A second interpretation of the ESA, favored by the US Fish and Wildlife Service and state governments, is that ESA requirements have nothing to do with geographic range but just the risk of extinction, Vucetich added.

“What we’re talking about is that we — as Americans — cannot agree on whether wolves should be considered endangered or not,” he said. “The reason there is uncertainty is that we — the American people — are uncertain about the law.”

For Vucetich, the reason wolves should not be delisted is the 15 percent — indicating wolves are not well distributed throughout their historic range.

In his statement to the Senate Committee on Environment and Public Works, Vucetich states the following: “Addressing this concern would require the FWS to:

(i)    Develop policy on ‘significant portion of range’ that is consistent with the ESA. I believe the courts will eventually decide that the current Fish and Wildlife Service policy on this topic is inconsistent with the ESA. (‘Significant portion of its range’ is a key phrase in the legal definition of endangered species.)
(ii)    Develop a robust national plan for wolf conservation and recovery.”

In his conclusion, Vucetich calls for support of the ESA and wolf conservation.

“Our relationship with wolves is a bellweather for our relationship with nature and the nation’s natural resources,” Vucetich writes. “For similar reasons, our treatment of wolves through the U.S. Endangered Species Act, 1973 (ESA) is also a bellweather for how we will treat the ESA in general and for the hundreds of species whose well-being depends on ESA protection.”

In a July 26, 2017, press release, the Center for Biological Diversity also states reasons for opposing Senate Bill S. 1514.

“The bill weakens the Endangered Species Act by blocking any further judicial review of the U.S. Fish and Wildlife Service’s 2011 decision to end federal protections for wolves,” the Center says. “Since they were driven to near-extinction by hunters and trappers in the early 20th century, gray wolves still occupy only 15 percent of their historical range in the contiguous United States.
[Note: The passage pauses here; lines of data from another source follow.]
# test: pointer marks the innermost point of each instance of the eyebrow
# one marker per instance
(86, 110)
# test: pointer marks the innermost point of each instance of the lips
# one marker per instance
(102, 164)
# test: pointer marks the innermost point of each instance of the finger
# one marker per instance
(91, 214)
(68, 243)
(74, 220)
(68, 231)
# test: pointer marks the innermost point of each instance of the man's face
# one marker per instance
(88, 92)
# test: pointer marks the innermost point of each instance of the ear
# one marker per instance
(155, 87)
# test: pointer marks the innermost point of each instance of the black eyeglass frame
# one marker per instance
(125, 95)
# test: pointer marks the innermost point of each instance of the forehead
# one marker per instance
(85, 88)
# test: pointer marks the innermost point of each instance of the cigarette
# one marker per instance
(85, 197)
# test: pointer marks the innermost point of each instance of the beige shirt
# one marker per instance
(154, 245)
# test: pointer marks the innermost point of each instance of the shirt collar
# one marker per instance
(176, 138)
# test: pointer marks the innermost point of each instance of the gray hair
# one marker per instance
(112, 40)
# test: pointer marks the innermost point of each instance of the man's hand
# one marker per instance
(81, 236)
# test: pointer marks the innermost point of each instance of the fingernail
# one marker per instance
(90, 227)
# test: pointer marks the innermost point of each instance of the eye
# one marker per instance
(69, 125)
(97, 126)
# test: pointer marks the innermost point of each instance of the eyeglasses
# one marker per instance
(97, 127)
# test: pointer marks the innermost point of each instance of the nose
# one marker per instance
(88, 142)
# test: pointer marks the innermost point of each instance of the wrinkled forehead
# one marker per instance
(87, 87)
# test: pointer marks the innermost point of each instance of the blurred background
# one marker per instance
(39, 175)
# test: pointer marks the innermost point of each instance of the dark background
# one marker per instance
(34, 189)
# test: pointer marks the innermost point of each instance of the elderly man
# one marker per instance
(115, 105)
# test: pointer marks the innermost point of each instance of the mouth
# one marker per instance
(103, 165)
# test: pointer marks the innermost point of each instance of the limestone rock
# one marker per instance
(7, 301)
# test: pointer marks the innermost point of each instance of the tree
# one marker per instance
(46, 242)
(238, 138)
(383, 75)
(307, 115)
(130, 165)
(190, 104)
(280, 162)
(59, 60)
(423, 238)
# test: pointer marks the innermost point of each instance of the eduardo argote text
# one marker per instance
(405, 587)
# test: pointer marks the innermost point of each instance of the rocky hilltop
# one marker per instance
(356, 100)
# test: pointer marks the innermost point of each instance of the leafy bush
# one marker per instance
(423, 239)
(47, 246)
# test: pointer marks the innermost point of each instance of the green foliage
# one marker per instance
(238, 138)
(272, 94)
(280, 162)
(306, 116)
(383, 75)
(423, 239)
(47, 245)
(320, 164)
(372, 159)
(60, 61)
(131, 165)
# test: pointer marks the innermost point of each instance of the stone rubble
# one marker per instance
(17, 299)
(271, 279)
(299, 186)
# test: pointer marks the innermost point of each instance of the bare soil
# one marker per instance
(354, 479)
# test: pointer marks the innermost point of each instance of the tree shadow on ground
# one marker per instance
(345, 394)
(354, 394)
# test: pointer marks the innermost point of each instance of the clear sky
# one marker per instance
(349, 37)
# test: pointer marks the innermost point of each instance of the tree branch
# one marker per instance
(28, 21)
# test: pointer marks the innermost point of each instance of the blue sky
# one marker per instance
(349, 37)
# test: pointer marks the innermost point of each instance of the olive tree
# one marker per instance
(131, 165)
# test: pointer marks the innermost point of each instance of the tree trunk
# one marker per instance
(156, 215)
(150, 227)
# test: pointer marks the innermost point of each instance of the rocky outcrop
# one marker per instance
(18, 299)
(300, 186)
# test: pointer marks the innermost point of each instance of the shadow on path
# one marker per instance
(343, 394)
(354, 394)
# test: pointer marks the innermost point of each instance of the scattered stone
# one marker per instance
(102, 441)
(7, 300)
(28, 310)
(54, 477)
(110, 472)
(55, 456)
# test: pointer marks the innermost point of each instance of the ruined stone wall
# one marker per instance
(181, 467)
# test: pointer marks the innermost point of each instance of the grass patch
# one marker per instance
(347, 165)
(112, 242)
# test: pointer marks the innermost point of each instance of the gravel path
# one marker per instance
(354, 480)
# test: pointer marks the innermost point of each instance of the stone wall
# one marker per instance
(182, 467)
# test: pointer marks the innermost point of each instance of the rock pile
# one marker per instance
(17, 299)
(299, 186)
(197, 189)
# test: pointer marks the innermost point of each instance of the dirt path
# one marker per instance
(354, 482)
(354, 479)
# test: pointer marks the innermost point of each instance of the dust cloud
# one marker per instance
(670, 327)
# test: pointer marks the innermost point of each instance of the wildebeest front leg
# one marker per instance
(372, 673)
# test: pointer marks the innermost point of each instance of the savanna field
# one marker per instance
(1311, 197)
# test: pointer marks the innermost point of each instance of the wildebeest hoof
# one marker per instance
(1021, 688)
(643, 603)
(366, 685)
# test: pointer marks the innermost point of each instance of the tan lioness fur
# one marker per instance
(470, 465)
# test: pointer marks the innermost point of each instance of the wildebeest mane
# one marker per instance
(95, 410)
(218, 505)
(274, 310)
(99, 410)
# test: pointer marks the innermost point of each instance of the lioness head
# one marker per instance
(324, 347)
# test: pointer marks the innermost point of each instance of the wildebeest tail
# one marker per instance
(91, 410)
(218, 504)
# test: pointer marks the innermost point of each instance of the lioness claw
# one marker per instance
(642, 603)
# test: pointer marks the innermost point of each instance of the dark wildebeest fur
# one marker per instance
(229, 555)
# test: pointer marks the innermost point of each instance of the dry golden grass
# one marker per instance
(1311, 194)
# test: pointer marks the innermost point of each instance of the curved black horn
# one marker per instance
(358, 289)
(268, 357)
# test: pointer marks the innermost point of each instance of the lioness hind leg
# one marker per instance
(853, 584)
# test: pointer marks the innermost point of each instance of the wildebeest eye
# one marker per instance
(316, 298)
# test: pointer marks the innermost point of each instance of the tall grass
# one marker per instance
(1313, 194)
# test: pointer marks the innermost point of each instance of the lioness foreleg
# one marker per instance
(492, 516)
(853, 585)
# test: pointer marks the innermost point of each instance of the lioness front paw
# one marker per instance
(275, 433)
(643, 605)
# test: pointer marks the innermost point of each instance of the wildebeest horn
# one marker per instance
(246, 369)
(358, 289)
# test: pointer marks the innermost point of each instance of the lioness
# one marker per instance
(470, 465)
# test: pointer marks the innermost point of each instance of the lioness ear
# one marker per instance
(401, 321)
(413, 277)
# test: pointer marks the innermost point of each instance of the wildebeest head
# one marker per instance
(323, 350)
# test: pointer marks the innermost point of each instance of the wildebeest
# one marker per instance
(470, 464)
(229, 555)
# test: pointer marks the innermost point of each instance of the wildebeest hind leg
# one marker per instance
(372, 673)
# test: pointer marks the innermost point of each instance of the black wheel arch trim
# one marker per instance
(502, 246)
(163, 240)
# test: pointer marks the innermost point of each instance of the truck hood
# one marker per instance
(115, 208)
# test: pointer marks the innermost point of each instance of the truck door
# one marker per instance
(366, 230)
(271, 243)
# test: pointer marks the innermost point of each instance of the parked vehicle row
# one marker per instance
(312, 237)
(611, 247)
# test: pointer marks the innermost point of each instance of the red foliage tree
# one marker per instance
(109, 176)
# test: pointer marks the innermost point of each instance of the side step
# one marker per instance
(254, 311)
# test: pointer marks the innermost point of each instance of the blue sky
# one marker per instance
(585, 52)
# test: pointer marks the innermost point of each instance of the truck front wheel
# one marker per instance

And between 2011, when their protection was removed, and 2014, when a federal court restored that protection, more than 1,500 animals were killed.”

Editor’s Notes: 

* In his July 19 testimony before the Senate Committee on Environment and Public Works (article 3.2), John Vucetich gives examples from Michigan of a state senator and a state official who gave false accounts of wolves threatening humans in order to gain support for their anti-wolf agenda. Click here to read Vucetich’s entire testimony.

** For background on this issue, see research on wolf depredation in Michigan by Nancy Warren, National Wolfwatcher Coalition Great Lakes Regional director, in our Aug. 25, 2013, article, “Wolf advocates kick off second petition drive, seek referendum on Michigan wolf hunt law.”

*** According to Wikipedia, “Fladry is a line of rope mounted along the top of a fence, from which are suspended strips of fabric or colored flags that will flap in a breeze, intended to deter wolves from crossing the fence-line.”